In today’s Gospel Our Lord teaches us that He is true food and true drink that nourish us so much that those who partake of Him will live forever. The manna mentioned in today’s First Reading was something the people of Israel had never seen before. Moses explained that its purpose was not only to feed man but also to show him that man must rely on the word of God to live. Our Lord is the Word of God, and without Him, there is no life. He is not only truly the Word of God that is necessary for eternal life; He is the bread of life too. Attempts have been made to interpret Our Lord’s words today metaphorically, but He is very clear: “my flesh is true food, and my blood is true drink.” This is the Scriptural basis, among other passages, for our belief that the Eucharist is the Body and Blood of Christ. Through eating His flesh and drinking His blood we remain in communion with Christ and, through Him, we remain in communion with the Father. Through eating His flesh and drinking His blood, we not only remain on good terms with our Lord, Jesus Christ; we receive ongoing spiritual nourishment that will one day lead us to eternal life if we remain in Christ. Christ taught this before He ever raised bread and said, “This is my body”: it required faith in Christ to accept this teaching, and it does even today. It was only at the Last Supper that His disciples really understood that bread and wine would become Christ’s Body and Blood. That Last Supper became the first of many celebrations of the Eucharist, including the one we celebrate today, but they are all thanks to Our Lord and His sacrifice, making himself true food and drink for us.

Some Christian denominations speak about what they refer to as “Eucharistic hospitality”: any Christian of any denomination should be able to attend a Christian service and receive the “Eucharist.” Therefore, they criticize us for insisting that a common celebration is not a point of departure for restoring Christian Unity, but a point of arrival. For Catholics the Eucharist is the greatest expression of Christian Unity, which is why a common celebration of the Eucharist is the goal we strive for in ecumenical dialogue, while at the same time realizing that all other obstacles to full communion between Christians must be resolved first. Some Christian denominations deny that it is a sacrament; others decry that Christ is really present in the Eucharist at all. If we do not share the same faith regarding the Eucharist, we do not really have full communion with each other and participating in the Eucharist as if we did would be a lie. The sad fact is at this moment we do not share full communion with each other, and we must keep praying and working for that day when we can all celebrate one Eucharist as one Church.

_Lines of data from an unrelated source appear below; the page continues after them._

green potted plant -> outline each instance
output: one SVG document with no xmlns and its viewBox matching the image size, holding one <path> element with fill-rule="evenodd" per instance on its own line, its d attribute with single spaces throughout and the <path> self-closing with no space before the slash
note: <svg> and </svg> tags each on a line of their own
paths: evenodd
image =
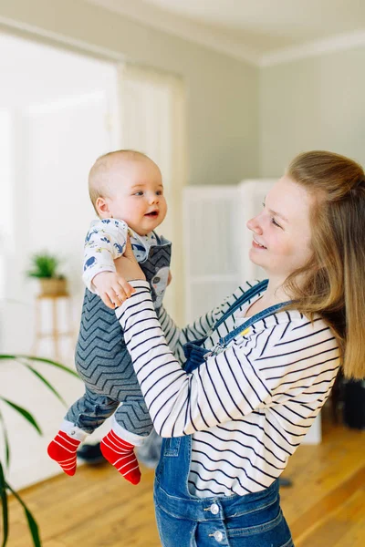
<svg viewBox="0 0 365 547">
<path fill-rule="evenodd" d="M 47 389 L 52 391 L 52 393 L 62 403 L 64 403 L 65 406 L 67 406 L 66 402 L 64 401 L 64 399 L 62 398 L 60 394 L 57 391 L 57 389 L 48 382 L 48 380 L 43 375 L 41 375 L 35 368 L 35 364 L 36 364 L 37 362 L 45 363 L 47 365 L 56 366 L 59 369 L 72 375 L 73 377 L 78 377 L 78 375 L 76 374 L 76 372 L 74 372 L 70 368 L 68 368 L 64 365 L 61 365 L 60 363 L 57 363 L 56 361 L 52 361 L 50 359 L 45 359 L 43 357 L 36 357 L 36 356 L 20 356 L 20 355 L 1 355 L 0 354 L 0 363 L 1 363 L 1 361 L 9 361 L 9 360 L 17 361 L 18 363 L 20 363 L 21 365 L 26 366 L 31 373 L 33 373 L 46 386 L 46 387 L 47 387 Z M 13 401 L 9 400 L 8 398 L 6 398 L 5 397 L 3 397 L 3 396 L 0 396 L 0 402 L 4 405 L 9 406 L 11 408 L 13 408 L 13 410 L 15 410 L 16 412 L 20 414 L 22 416 L 22 418 L 24 418 L 24 419 L 26 421 L 27 421 L 28 424 L 30 424 L 30 426 L 32 426 L 36 429 L 36 431 L 37 431 L 37 433 L 39 433 L 40 435 L 42 434 L 42 431 L 41 431 L 36 420 L 35 419 L 33 415 L 27 409 L 24 408 L 23 407 L 20 407 L 19 405 L 14 403 Z M 4 446 L 5 446 L 4 454 L 0 454 L 0 501 L 1 501 L 1 505 L 2 505 L 2 521 L 3 521 L 2 526 L 0 526 L 0 532 L 2 532 L 0 534 L 0 537 L 2 535 L 2 537 L 0 539 L 1 546 L 5 547 L 5 545 L 7 544 L 8 539 L 9 539 L 9 515 L 8 515 L 7 495 L 8 495 L 8 492 L 10 492 L 19 501 L 19 503 L 22 505 L 22 507 L 24 509 L 25 516 L 26 516 L 27 523 L 28 523 L 29 532 L 30 532 L 30 535 L 32 538 L 34 547 L 41 547 L 42 543 L 41 543 L 41 539 L 39 536 L 38 526 L 36 524 L 36 521 L 34 516 L 28 510 L 26 505 L 24 503 L 24 501 L 21 499 L 21 497 L 19 496 L 19 494 L 10 486 L 10 484 L 6 480 L 6 470 L 8 469 L 9 464 L 10 464 L 11 452 L 10 452 L 10 446 L 9 446 L 9 439 L 8 439 L 7 432 L 6 432 L 6 425 L 5 423 L 4 417 L 1 412 L 1 407 L 0 407 L 0 430 L 2 431 L 2 434 L 3 434 Z M 4 462 L 2 462 L 3 457 L 5 459 Z"/>
<path fill-rule="evenodd" d="M 31 256 L 29 277 L 39 279 L 42 295 L 51 296 L 67 294 L 67 280 L 58 273 L 59 260 L 49 253 L 37 253 Z"/>
</svg>

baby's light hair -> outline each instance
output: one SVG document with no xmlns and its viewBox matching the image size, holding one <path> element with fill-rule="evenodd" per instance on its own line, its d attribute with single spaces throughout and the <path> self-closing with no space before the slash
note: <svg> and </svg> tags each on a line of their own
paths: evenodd
<svg viewBox="0 0 365 547">
<path fill-rule="evenodd" d="M 116 160 L 126 160 L 130 161 L 141 161 L 148 160 L 152 161 L 151 158 L 137 150 L 115 150 L 99 156 L 95 161 L 89 173 L 89 195 L 90 196 L 91 203 L 95 209 L 95 212 L 99 216 L 97 208 L 98 198 L 106 198 L 109 196 L 109 178 L 110 169 L 114 165 Z"/>
</svg>

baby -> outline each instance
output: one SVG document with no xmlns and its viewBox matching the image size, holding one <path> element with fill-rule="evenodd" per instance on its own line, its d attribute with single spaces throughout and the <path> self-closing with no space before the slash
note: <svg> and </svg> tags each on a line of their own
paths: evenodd
<svg viewBox="0 0 365 547">
<path fill-rule="evenodd" d="M 158 311 L 170 281 L 171 243 L 154 230 L 167 205 L 159 168 L 133 150 L 99 158 L 89 175 L 89 190 L 99 220 L 91 222 L 85 240 L 87 289 L 76 347 L 85 395 L 68 409 L 48 454 L 65 473 L 74 475 L 78 445 L 113 414 L 101 451 L 125 479 L 138 484 L 134 447 L 143 444 L 152 423 L 114 313 L 134 289 L 117 274 L 114 260 L 123 254 L 130 233 Z"/>
</svg>

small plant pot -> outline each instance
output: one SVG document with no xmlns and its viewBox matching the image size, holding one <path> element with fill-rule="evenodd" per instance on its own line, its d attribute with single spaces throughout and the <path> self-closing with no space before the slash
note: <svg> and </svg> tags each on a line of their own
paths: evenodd
<svg viewBox="0 0 365 547">
<path fill-rule="evenodd" d="M 57 296 L 66 294 L 68 284 L 66 279 L 44 277 L 39 279 L 40 291 L 43 296 Z"/>
</svg>

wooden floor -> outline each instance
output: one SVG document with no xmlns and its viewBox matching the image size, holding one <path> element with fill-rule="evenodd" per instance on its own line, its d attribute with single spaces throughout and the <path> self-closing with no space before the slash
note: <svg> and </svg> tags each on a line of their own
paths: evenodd
<svg viewBox="0 0 365 547">
<path fill-rule="evenodd" d="M 300 447 L 282 488 L 284 513 L 296 547 L 365 545 L 365 431 L 328 421 L 323 442 Z M 36 518 L 43 547 L 158 547 L 152 507 L 153 471 L 133 487 L 109 465 L 83 466 L 23 490 Z M 10 503 L 9 547 L 31 547 L 24 513 Z M 178 540 L 176 547 L 179 547 Z"/>
</svg>

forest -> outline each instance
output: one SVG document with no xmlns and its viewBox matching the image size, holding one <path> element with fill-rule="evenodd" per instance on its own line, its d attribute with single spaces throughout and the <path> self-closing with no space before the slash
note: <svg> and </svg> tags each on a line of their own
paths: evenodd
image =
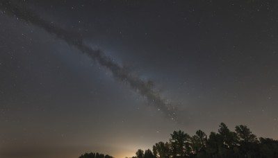
<svg viewBox="0 0 278 158">
<path fill-rule="evenodd" d="M 79 158 L 112 158 L 99 153 L 85 153 Z M 159 141 L 152 150 L 138 149 L 132 158 L 275 158 L 278 157 L 278 141 L 257 138 L 246 125 L 236 125 L 230 130 L 224 123 L 218 132 L 208 137 L 199 130 L 193 136 L 181 130 L 174 131 L 167 142 Z"/>
</svg>

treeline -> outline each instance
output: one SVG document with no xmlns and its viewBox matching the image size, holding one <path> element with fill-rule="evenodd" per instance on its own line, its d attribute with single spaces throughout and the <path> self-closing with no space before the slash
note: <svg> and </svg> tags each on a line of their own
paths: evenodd
<svg viewBox="0 0 278 158">
<path fill-rule="evenodd" d="M 99 152 L 90 152 L 90 153 L 85 153 L 84 155 L 81 155 L 79 158 L 113 158 L 113 157 L 106 155 L 104 156 L 104 154 L 99 154 Z"/>
<path fill-rule="evenodd" d="M 275 158 L 278 157 L 278 141 L 257 138 L 246 125 L 231 131 L 222 123 L 218 132 L 209 136 L 197 130 L 193 136 L 174 131 L 168 142 L 158 142 L 150 149 L 138 150 L 133 158 Z"/>
</svg>

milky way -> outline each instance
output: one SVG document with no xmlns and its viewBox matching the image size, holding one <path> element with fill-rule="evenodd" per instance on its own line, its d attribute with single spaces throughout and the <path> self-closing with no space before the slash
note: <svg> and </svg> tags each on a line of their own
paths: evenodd
<svg viewBox="0 0 278 158">
<path fill-rule="evenodd" d="M 8 1 L 2 2 L 1 6 L 1 9 L 7 13 L 37 26 L 49 33 L 55 35 L 56 37 L 64 40 L 69 45 L 76 47 L 81 52 L 109 69 L 116 79 L 127 83 L 133 89 L 145 96 L 150 105 L 154 105 L 166 117 L 177 121 L 177 107 L 167 103 L 165 100 L 162 99 L 159 93 L 154 91 L 153 81 L 142 80 L 133 73 L 114 62 L 101 50 L 94 50 L 84 44 L 82 38 L 79 35 L 67 32 L 53 25 L 26 8 L 16 6 Z"/>
</svg>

Moses drilled into the Israelites that manna was a food unknown to their fathers. He was reminding them never to forget the gift they had received. Even among Catholics, there is an incredible ignorance regarding the true significance and importance of the Eucharist. If we truly understood the Eucharist for what it is, or, rather, for whom it is, every Mass, every line for confessions, and every sign-up sheet for Eucharistic adoration would be full. It all starts with simply sharing, even with our fellow Catholics, the fact that Our Lord is the Eucharist and He wants to be with us. In the Eucharist, God is always with us. How many people do you think you would amaze by saying, “I know where God is, come see”? He will reveal himself to anyone who gives Him a chance in faith.